You’ll first be able to feel your baby moving somewhere between the 16th and 22nd weeks of pregnancy. For the first several months, the baby’s movement pattern is very erratic and my patients can go days without feeling the baby move. This can be quite unnerving and leads to additional office visits to alleviate their fears. These visits are perfectly fine with us because they present the opportunity to discuss the important role of fetal movement later in pregnancy.

In normal pregnancies, the baby has ample oxygen courtesy of the placenta. If there is a reduction in the amount of oxygen, the baby will reduce its activity level to ration the available oxygen. This will be a warning sign of “fetal stress.”

To identify those rare pregnancies that may show signs of fetal stress, I ask my patients to pay attention to the baby’s movement pattern during the last six weeks of pregnancy. You may perceive fetal movement as a swift sharp kick, a rolling of the baby, or a gentle bumping.

By performing a daily fetal count, we can help detect at-risk pregnancies. There are two methods I use to monitor the baby:

1) two kicks/movements within an hour of each meal;
2) 10 kicks/movements before noon.

If the baby’s movements don’t meet these criteria, I ask my patient to call the office immediately. I hate receiving a phone call at 10:00 pm telling me the baby has not moved in 24 hours. If this happens, I’m quite distraught and upset until I see that patient on the monitor at the hospital. It makes me feel that I’ve failed to make my patient understand that we may be able to detect the rare baby who is in “stress,” and save that baby’s life. During my career, my group has saved a half-dozen babies because of an alert parent!

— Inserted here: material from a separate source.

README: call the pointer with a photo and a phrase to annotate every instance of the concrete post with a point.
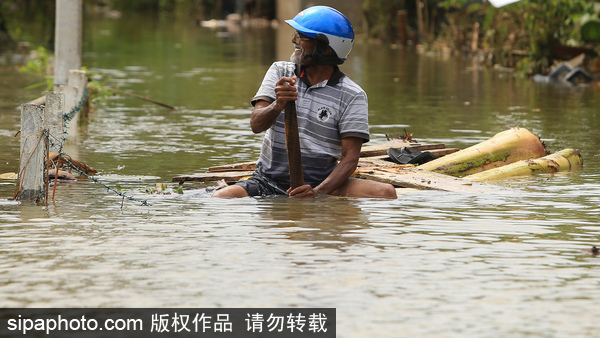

Some babies have a different movement pattern than I have described. However, they do move frequently. In general, as long as your baby has regular, predictable movements, it is probably okay. You may also know ways to prompt your baby to move. Eating sugary food, drinking a cold drink or playing music are a few examples of the tricks my patients use to check their babies’ movements.

I suggest speaking with your practitioner about his or her suggestions for tracking your baby’s movement during the later stages of your pregnancy. Good luck, and have a healthy pregnancy.

Craig L. Bissinger M.D.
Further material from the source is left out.